Public Relations, Development, & Nonprofit Storytelling
From 2010 to 2019, I wrote articles and designed the layout for KNOM Radio Mission’s “The Nome Static,” a 13-issues-a-year print and online publication that allows supporters across the country to stay connected with the latest at KNOM and the Western Alaska communities it serves.
Each article of each “Static” issue is a combination of local news and examples of how donor support for KNOM makes a difference for rural, sub-Arctic communities. Often, as is the case with most of the samples below, the articles summarize or contextualize (for readers outside of rural Alaska) longer-form reporting by KNOM reporters or producers.
I wrote more than one hundred issues of the “Static,” with about 4-6 articles per issue. Below is a small sampling of pieces from my final years with KNOM.

‘We Want to Live Here’
October 2, 2019
- For those who would say “you can never go home again,” the descendants of those who once lived in Solomon, Alaska, would beg to differ. Reaching beyond state boundaries, a community is coalescing among children, grandchildren, and even great-grandchildren of those who once made the remote village a cherished residence. It’s a mini-diaspora of sorts, coming back home. For this reunited community, the challenges ahead are twofold: rediscover (and repair) the home of their ancestors, and relearn the language that was once forbidden there.
Dancing for Days
October 1, 2019
- Traditional Alaska Native music is richly woven into the fabric of daily and civic life in the sub-Arctic. Active drumming and dancing ensembles perform often at community events, at which people of all ages and backgrounds are routinely invited to dance or otherwise participate. This (literal) drumbeat of millennia-old culture comes to a joyous climax with the handful of music festivals held each year in communities like Wales, Alaska, where, each autumn, the Kingikmiut Dance Festival is a place of “happy reunions, fellowship, community-building, and song late into the night.”
Time in a Bottle
September 4, 2019
- Most Western Alaskans can’t see Russia from their houses (although a few actually can), but they do keep tabs on goings-on across the Date Line. One resident of Shishmaref, Alaska, even received a time capsule of sorts from five decades past: a classic message-in-a-bottle from 1969.

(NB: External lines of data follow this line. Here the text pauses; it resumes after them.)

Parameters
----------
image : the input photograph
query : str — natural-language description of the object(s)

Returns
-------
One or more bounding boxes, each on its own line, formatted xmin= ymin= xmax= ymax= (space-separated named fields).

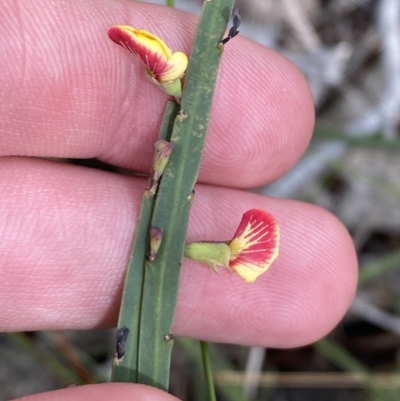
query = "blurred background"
xmin=0 ymin=0 xmax=400 ymax=401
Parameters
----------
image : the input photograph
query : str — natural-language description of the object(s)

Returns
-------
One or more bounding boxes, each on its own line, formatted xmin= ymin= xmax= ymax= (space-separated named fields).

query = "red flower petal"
xmin=229 ymin=209 xmax=279 ymax=282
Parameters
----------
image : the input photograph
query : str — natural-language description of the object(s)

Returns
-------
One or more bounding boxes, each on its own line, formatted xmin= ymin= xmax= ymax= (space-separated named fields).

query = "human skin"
xmin=0 ymin=0 xmax=357 ymax=401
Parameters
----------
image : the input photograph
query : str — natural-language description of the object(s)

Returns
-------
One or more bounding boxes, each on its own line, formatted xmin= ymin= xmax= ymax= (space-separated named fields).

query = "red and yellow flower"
xmin=185 ymin=209 xmax=279 ymax=283
xmin=108 ymin=25 xmax=188 ymax=99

Too Little Ice, Too Much Snow
April 4, 2019
- The remote communities of sub-Arctic, northwestern Alaska are on the front lines of climate change. In the winter of 2019, Nome and environs experienced a surprising abundance of snow combined with a near-shocking lack of sea ice. The solid sea ice upon which Alaska Native communities have depended for centuries — for regional transportation, subsistence hunting, and so much more — never materialized.
Shelter from the Cold
February 6, 2019
- Many are surprised to learn that a place with typical wintertime lows around -20° F has a community of people experiencing homelessness. But even rural, sub-Arctic towns struggle with this issue, and in Nome, it’s addressed in a very rural, sub-Arctic fashion: by the local community rallying to support its local shelter.

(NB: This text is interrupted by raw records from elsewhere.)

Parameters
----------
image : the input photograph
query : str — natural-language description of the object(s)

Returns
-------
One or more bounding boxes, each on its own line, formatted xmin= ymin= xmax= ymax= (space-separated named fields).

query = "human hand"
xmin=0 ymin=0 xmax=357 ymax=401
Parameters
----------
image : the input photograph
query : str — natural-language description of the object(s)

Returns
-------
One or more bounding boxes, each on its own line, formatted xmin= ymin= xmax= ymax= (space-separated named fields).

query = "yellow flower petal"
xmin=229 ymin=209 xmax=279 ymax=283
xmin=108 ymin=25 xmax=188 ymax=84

Culture While Incarcerated
February 6, 2019
- In Alaska, there’s a high rate of recidivism (those incarcerated, released, and then incarcerated again). In an attempt to lower the rate, Nome’s correctional center is trying a fresh approach to inmate care, taking cues from Alaska Native culture, as well as from another Arctic region, Norway.
Good News in the Air
December 5, 2018
- You know how I said earlier that most Alaskans can’t see Russia from their houses? In Diomede, Alaska, you actually can — because it’s just a few miles away, across the Bering Strait and the International Date Line. Even by Alaska standards, Diomede is extremely remote, and for years, that’s meant that air travel to and from the island community has been highly unreliable. It’s been a near rite-of-passage for Western Alaska visitors to be unexpectedly waylaid in Diomede for days, even weeks, if the weather turns foul and planes or helicopters can’t fly. Until late 2018, the village was the only place in the United States not to be covered under the FAA’s Essential Air Service program. But now, finally, they’re covered, and more reliable flight schedules may be the result.
A Crisis of Overcrowding
November 1, 2018
- Among the myriad problems faced by remote Western Alaska communities is an insufficient supply of housing. This is but one of countless examples of sub-Arctic communities grappling with more extreme iterations of problems already familiar to their continental U.S. counterparts.
‘You Are Not Done Yet’
August 31, 2018
- By sub-Arctic standards, the winter of 2018 was no winter at all. Sea ice around the remote community of Savoonga, Alaska, never reached the thickness or distance from shore that has been typical for centuries, and upon which traditional, subsistence activities depend. Local elder Delbert Pungowiyi says it was but the latest in a series of environmental crises to hit his hometown. “For years,” Delbert says, “weather patterns have been changing, and now… we’re starting to see the Arctic experience disasters.” Even into his elder years, Delbert sees in these crises a call to action: to advocate for the needs of his community, so that his children and grandchildren can still practice the subsistence lifestyle in which he was raised.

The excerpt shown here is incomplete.